Сергей Николаевич шагал в одной рубахе из угла в угол, нервно пощипывая свою белокурую бородку. Щеки его горели. Он с опаской поглядывал на дверь, откуда должен появиться Сидоров, и на своего брата, растерянно хлопавшего глазами. Павел Федосеич, выкатив живот и запрокинув голову на спинку кресла, сипло с присвистом дышал.

— И ты, зеленый вьюнош, Володя… как тебя… Петя что ли…

— Я — Николай Ребров…

— Наплевать… Знаю, что Ребров. Ты за братом не ходи… На Парижи плюй, на Дальние Востоки чхай. Свое сердце слушай. Ха, мораль… Обкакались мы с моралью-то с возвышенной…

* * *

Легли спать очень поздно.
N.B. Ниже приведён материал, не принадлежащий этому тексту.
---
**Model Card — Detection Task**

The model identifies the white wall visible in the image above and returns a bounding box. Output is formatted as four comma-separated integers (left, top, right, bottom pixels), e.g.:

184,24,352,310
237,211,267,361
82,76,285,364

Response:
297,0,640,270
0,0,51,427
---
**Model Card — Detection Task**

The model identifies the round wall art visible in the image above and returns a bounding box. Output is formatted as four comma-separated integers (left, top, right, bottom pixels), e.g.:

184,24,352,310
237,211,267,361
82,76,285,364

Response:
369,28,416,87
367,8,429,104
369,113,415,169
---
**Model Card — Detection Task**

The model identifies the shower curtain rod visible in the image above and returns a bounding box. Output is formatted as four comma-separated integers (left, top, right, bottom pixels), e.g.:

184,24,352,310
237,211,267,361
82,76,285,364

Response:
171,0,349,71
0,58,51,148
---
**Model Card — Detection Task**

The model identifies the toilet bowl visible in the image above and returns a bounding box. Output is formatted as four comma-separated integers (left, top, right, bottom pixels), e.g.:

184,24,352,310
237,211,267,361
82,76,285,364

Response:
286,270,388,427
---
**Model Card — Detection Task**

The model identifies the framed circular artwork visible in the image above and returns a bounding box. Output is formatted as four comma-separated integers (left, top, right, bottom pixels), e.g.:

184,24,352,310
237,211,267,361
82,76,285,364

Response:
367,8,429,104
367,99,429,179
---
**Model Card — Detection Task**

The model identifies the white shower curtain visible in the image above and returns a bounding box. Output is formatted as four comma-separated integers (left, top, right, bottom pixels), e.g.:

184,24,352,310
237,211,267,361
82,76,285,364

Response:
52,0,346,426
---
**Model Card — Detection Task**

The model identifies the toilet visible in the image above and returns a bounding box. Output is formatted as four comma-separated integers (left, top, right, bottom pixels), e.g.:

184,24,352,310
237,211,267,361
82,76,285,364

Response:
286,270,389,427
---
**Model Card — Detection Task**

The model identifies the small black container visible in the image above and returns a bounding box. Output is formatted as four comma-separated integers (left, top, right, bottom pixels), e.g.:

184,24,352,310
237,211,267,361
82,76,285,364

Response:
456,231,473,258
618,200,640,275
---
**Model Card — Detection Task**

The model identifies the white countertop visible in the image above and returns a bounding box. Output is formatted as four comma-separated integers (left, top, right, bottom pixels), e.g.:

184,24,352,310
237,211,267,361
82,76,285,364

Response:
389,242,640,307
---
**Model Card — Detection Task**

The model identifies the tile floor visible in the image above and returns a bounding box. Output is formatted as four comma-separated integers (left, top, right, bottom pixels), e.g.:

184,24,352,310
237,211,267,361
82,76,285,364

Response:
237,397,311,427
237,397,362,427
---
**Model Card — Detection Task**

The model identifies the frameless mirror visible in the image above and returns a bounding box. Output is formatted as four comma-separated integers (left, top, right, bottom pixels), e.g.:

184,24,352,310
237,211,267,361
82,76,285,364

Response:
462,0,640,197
Братья на одной кровати. Электрическая люстра горела под красным колпаком. Теплый спокойный сумрак нагонял на юношу неотвязную дрему. И сквозь дрему, как сквозь вязкую глину, вплывали в уши вихрастые зыбкие слова:

— Я тебе дам письмо… Понял?.. Рекомендацию… Может быть, примут. Даже наверное… А здесь — битком… Ах, ты, мальчонка славный… Опьянел?..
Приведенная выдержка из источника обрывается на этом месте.